Storage
Warning
Capacity usage should be considered in a warning state at 85% usage and data unavailability may occur at 95% capacity usage.
The primary goals for the storage layer in HyperCloud are resilience and scalability. As it underpins a highly-scalable compute layer, HyperCloud's storage needs to be architected to scale linearly as we scale our compute, and to make it very hard to lose data.
Additionally, the storage layer aims to be flexible enough to provide advanced storage features and interfaces to the layers above.
These include:
- Compute layer storage: Image and snapshot storage for the compute layer and marketplace.
- Object storage: A fully-featured S3-compliant object storage API consumable by apps.
- Guest layer block storage: Persistent storage for virtual machines and containers.
Fundamentals
Resilience and scalability are achieved with a few key approaches.
Calculated placement
All host libraries that communicate with the storage are cluster-aware, and not bottlenecked by controller or journal/index daemons. Instead of the journal state found in traditional storage systems, a cluster and policy map is used. This map is consistently distributed to all clients by a set of highly available cluster monitors. The client host libraries then use the map and policy with a hashing algorithm to deterministically calculate where data lives as they read and write.
Stringent replication mechanisms
All data is triple-replicated by default. Three replicas at all times can be used to ensure data integrity in case of failed media, but each replica can also be hashed to ensure consistency in case of partially-failed or corrupted media.
At scale, triple replication ceases to be a cost effective method to add storage to the cloud, but this can be resolved with erasure coding. With enough individual storage nodes, data can instead be split into a set of data and parity shards.
Placement abstraction
All data placed in the storage layer is stored in an abstraction layer which ensures data is evenly spread across storage media and can be addressed with different rulesets. This also means that recovery from media failure is very quick, as additional replicas are not created on a single other media, but in the abstraction layer itself, and therefore on all media.
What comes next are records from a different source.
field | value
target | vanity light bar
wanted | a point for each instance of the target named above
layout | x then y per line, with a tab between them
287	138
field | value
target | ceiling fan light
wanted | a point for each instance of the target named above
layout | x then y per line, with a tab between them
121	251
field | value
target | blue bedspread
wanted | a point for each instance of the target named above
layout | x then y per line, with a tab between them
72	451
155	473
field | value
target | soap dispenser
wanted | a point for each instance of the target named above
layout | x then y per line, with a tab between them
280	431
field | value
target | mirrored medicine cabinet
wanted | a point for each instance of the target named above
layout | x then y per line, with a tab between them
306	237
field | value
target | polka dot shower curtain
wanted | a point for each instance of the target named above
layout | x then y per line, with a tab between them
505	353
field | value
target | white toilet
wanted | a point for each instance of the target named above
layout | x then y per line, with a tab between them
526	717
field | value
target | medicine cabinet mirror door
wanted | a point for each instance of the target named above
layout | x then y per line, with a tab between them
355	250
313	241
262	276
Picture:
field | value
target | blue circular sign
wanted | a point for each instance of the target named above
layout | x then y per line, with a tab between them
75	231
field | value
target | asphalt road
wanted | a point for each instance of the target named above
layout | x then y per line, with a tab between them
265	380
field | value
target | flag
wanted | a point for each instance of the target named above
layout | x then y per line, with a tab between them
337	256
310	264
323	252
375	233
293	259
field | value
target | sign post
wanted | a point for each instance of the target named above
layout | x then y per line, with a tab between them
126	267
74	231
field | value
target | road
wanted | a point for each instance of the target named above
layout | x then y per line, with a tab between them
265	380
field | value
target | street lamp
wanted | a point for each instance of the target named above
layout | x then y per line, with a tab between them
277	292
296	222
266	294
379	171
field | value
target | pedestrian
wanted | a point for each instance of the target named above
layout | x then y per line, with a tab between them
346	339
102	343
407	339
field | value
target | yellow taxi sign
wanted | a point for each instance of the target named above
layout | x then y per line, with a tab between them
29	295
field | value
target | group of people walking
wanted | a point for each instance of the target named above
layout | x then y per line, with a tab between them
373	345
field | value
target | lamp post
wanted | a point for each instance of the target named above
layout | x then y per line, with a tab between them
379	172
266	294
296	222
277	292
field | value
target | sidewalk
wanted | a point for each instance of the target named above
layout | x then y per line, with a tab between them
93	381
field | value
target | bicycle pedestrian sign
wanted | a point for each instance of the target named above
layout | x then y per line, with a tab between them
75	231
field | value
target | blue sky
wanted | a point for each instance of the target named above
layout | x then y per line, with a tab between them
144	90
Scrubbing and self-healing
The storage layer continually checks itself for consistency, by checking that objects are located and sized as expected, and by running frequent checksums against objects to ensure that they are consistent.
From a performance perspective, there are a few notable aspects about the storage layer in HyperCloud.
- Mix and match: Due to a diverse set of media available, including HDD, SSD, and NVMe, there are a number of different storage tiers which can be mixed and matched within the same storage layer. These can be exposed to the compute layer as independent datastores.
- Journaling: At a cluster level, journaling is a bottleneck and a flawed architecture. However, it makes a lot of sense at a node level, so all HyperCloud HDD nodes have built-in journals on SSDs which accelerate the node-level performance of spinning rust.
- Caching: Within a single node, we also make use of caching to cache reads and writes using in-kernel libraries. This is particularly effective at accelerating performance for workloads with small block sizes.
Block features
When provisioned, guests such as virtual machines and containers can isolate and lock their own virtual block devices from the storage layer, and these virtual block devices need to persist changes that occur at both the compute and storage layers.
Resilience
The virtual block device will seamlessly support:
- Storage node and media failure: If related media or an entire storage node fails, the virtual block device will continue to operate without a hiccup, as it will serve the data from a replica on another storage node.
- Compute node failure: If a compute node fails, the guest will redeploy on another compute host, and the persistent storage will pick up where it left off.
- Live VM migration: If a guest is migrated from one compute node to another, the persistent guest volume is seamlessly transferred to the new compute node.
- Network or interconnect failure: All nodes are connected via redundant LACP links, but in addition, HyperCloud is resilient to full node or full interconnect failure.
Efficient clones
All guest volumes are clones of existing template images - every new guest volume is a COW (copy-on-write) image of its original template. This means that guest volumes only consume new data written to the storage - similar to deduplication.
Snapshots
Thanks to COW clones, the storage layer enables guests to take snapshots at regular intervals while consuming relatively little additional storage utilization (in some cases, close to none). While this functions as a type of resilient backup system, snapshots can also be cloned into newly provisioned guests. While the snapshots themselves are immutable, the clones of the snapshots become writable volumes in their own right - and again are COW clones.
Object features
Object storage in HyperCloud is compliant with the S3 API, so can be used just like any other S3 service. The API is served from a highly available service that is load-balanced across the control plane nodes.
Functionality includes:
- Bucket management: Creating, deleting, and listing buckets owned by a particular user within a particular tenancy.
- Object management: Putting, getting, and deleting objects in buckets.
- Advanced object operations: Multipart uploads and byte-range reads.
- Access control: Managing access with ACLs at both bucket and object level.
- Object and bucket tagging: Adding tags to buckets and objects for categorization.
Instance backups
In addition to standard image snapshots, HyperCloud also supports external VM backups, either over HTTP or S3. Backups can be executed periodically.